MSCs isolation and culture

MSCs were extracted from the human placenta using the same method described in previous studies [39, 40]. These MSCs were subsequently cultivated in Petri dishes using a DMEM medium (Gibco-Invitrogen) containing 10% FBS, along with a combination of antibiotics.

Production of viral vectors and transduction

The MSCs were incubated in a 37°C environment with 5% CO2, using DMEM supplemented with 10% FBS and a dual antibiotic solution containing penicillin/streptomycin at a concentration of 50 U/ml. Lentiviral vectors were created using the pLKO.1-TRC (Addgene, #10878), psPAX2 (Addgene, #12260), and pMD2.G(Addgene, #12259) plasmids to enable the expression of short hairpin RNA (shRNA) for inhibiting kindlin-2 (Sh-K2) or a non-targeting scrambled shRNA (Sh-con). The specific sequences used were as follows: Sh-K2, 5’-GAGGACCTATATGAATGG-3’; Sh-con, 5’-ACGCATGCATGCTTGCTTT-3’. Lentiviruses carrying these Sh-K2 and Sh-con were produced by co-transfecting HEK293T cells. To generate DNA expression vectors, kindlin-2 cDNA encoding the corresponding protein sequences were cloned into the 3×FLAG tagged pLVX-IRES-Hyg (3f). To generate lentiviral expression vectors encoding kindlin-2, 3×FLAG-kindlin-2(3f-K2) were co-transfected with psPAX2 and pMD2.G into HEK293T cells.
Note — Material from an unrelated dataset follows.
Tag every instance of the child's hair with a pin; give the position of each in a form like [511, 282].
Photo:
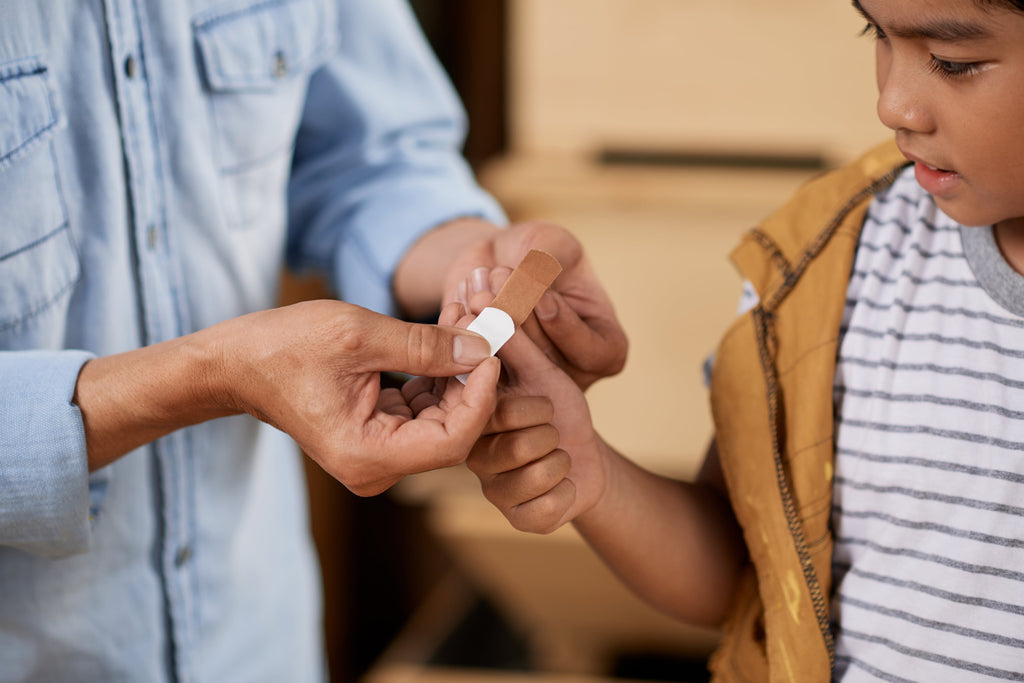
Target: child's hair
[1009, 4]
For the transduction process, MSCs or fibroblasts were grown in their standard growth medium until they achieved a cell density of 70%. Afterward, a fresh medium was introduced, which included the lentivirus at a multiplicity of infection (MOI) level of 100, and incubated for 24 h. The viral transduction was conducted with the addition of 8 µg/mL polybrene to enhance infection efficiency.

Western blot analysis

The western blot procedure was performed by methods previously reported [39, 40]. The total protein extracts were isolated using a 1% SDS lysis buffer (P0013G, Beyotime). 10 to 60 µg protein samples per lane were subjected to 10% SDS-polyacrylamide gel electrophoresis and subsequently transferred onto nitrocellulose membranes. The protein-loaded membranes were blocked for sixty minutes at room temperature using a solution comprising 5% skimmed milk. Following this, the membranes underwent an overnight incubation at 4 °C with primary antibodies: GAPDH conjugated with HRP (Santa Cruz, sc-365062HRP) and kindlin-2 (Proteintech, 11453-1-AP). After extensive washing, the membranes underwent incubation with secondary anti-rabbit antibodies (Jackson ImmunoResearch, #711-005-152) conjugated to HRP. The protein bands were detected using the Bio-Rad ECL kit, and the immunoblot was visualized using the Syngene G：BOXChemiXX9 automated digital imaging system.

CCK-8 test

The cells were processed following the procedures outlined in the “Ultra-low adsorption culture” and “MSCs isolation and culture” sections. Washed the cells with PBS which was centrifuged at 1500 rpm for 5 minutes and removed the PBS, repeated this step twice. Resuspended cells with melted Mi-gel to reach a concentration of 2 × 106 cells per milliliter gel. Then Mi-gel buffer B was added, and the ratio of Mi-gel and Mi-gel buffer B was 20:1. Fully mixed the cell suspension with a pipette. Added 10ul of cell suspension to every well in a 96-well plate for cell culture. Each group had 5–6 repetitions. After a 7-day culture, refreshed the medium and added 100ul medium, then added 10ul Cell Counting Kit-8 (C0037, Beyotime) into the wells. The plate was incubated at 37 °C for 60 min, before measuring the absorbance at 450 nm using a microplate reader (BioTek, SYNERGYLX).

Statistical analysis

Statistical comparisons between two independent groups were conducted using two-tailed unpaired parametric Student’s t-tests or Mann-Whitney test. The Pearson correlation coefficient was employed for assessing correlations. All results were presented as mean values ± SD. In the Figures, asterisks denoted statistical significance as follows: *, **, ***, and **** represent p values smaller than 0.05, 0.01, 0.001, and 0.0001 respectively; while n.s. indicates a p value larger than 0.05. The creation of graphs and the statistical analyses were performed using the software GraphPad Prism 9.0 and the R programming language for statistical computing.